How to Dump Tables in CSV, JSON, XML, Text, or HTML Format

You want to send results of your computations in Databricks outside Databricks. You can use BI tools to connect to your cluster via JDBC and export results from the BI tools, or save your tables in DBFS or blob storage and copy the data via REST API.
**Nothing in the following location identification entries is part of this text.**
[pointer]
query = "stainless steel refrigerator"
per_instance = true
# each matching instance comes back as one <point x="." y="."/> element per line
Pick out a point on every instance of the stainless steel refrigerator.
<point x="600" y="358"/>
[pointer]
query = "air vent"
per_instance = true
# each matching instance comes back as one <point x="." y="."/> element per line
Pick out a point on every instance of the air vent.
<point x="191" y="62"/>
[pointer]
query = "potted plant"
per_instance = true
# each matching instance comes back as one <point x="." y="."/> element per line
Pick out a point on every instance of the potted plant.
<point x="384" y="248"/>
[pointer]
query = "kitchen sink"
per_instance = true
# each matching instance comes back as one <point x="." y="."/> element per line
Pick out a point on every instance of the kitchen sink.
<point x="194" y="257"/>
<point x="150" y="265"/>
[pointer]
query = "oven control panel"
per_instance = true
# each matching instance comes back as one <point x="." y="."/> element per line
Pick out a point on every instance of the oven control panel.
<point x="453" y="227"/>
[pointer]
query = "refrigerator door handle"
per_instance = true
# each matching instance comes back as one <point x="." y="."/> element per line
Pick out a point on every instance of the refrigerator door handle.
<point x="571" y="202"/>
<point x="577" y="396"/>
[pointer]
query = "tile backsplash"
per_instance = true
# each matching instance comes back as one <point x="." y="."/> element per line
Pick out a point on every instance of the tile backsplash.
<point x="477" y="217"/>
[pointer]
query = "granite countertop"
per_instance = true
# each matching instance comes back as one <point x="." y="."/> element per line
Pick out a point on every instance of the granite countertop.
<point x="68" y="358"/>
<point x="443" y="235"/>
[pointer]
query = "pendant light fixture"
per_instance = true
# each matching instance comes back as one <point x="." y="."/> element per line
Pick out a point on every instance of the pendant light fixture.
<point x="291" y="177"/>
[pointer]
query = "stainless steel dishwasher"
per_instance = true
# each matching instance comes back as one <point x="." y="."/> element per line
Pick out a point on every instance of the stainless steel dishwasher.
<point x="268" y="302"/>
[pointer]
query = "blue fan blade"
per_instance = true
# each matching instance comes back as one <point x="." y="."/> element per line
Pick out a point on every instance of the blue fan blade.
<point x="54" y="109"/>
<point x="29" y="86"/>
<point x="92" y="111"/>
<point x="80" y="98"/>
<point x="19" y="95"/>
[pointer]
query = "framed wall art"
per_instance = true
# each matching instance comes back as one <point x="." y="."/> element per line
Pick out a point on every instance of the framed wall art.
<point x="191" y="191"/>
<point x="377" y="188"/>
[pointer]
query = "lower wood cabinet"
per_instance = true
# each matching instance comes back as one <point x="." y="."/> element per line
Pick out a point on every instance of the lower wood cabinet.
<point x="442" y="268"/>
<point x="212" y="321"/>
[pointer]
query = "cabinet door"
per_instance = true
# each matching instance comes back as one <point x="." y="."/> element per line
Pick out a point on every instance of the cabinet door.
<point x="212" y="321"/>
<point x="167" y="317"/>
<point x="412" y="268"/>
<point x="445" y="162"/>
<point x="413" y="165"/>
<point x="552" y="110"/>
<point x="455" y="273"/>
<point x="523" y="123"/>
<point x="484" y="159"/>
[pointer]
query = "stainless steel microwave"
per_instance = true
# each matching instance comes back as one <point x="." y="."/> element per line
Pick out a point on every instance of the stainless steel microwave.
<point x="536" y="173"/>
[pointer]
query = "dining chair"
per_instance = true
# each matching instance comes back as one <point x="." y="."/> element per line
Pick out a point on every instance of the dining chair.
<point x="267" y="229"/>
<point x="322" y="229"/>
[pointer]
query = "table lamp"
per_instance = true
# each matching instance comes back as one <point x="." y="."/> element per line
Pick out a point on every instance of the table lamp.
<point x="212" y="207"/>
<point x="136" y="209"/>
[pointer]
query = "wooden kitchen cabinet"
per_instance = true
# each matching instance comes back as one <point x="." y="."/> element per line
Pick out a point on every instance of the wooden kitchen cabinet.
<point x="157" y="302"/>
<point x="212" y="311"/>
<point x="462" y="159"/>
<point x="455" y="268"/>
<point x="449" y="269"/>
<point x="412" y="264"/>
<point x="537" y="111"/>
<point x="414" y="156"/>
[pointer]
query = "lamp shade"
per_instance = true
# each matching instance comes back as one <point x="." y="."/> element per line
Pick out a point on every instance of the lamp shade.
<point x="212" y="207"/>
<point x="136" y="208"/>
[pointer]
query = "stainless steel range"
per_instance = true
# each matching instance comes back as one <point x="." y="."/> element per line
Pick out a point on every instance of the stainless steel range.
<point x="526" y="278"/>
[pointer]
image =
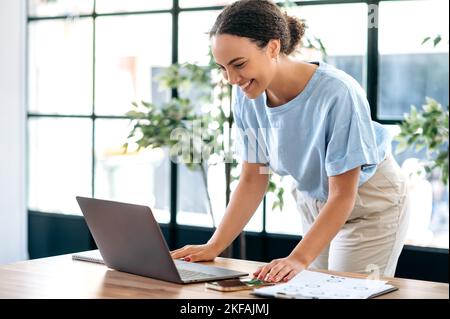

This topic introduces JSpark, a simple console tool for executing SQL queries using JDBC on Spark clusters to dump remote tables to local disk in CSV, JSON, XML, Text, and HTML format. For example:

java -Dconfig.file=mycluster.conf -jar jspark.jar -q "select id, type, priority, status from tickets limit 5"

returns:

+----+--------+--------+------+
|  id|type    |priority|status|
+----+--------+--------+------+
|9120|problem |urgent  |closed|
|9121|question|normal  |hold  |
|9122|incident|normal  |closed|
|9123|question|normal  |open  |
|9124|incident|normal  |solved|
+----+--------+--------+------+

Instructions for use, example usage, source code, and a link to the assembled JAR is available at the JSpark GitHub repo.

You can specify the parameters of JDBC connection using arguments or using a config file, for example: mycluster.conf.

To check or troubleshoot JDBC connections, download the fat JAR jspark.jar and launch it as a regular JAR. It includes hive-jdbc 1.2.1 and all required dependencies.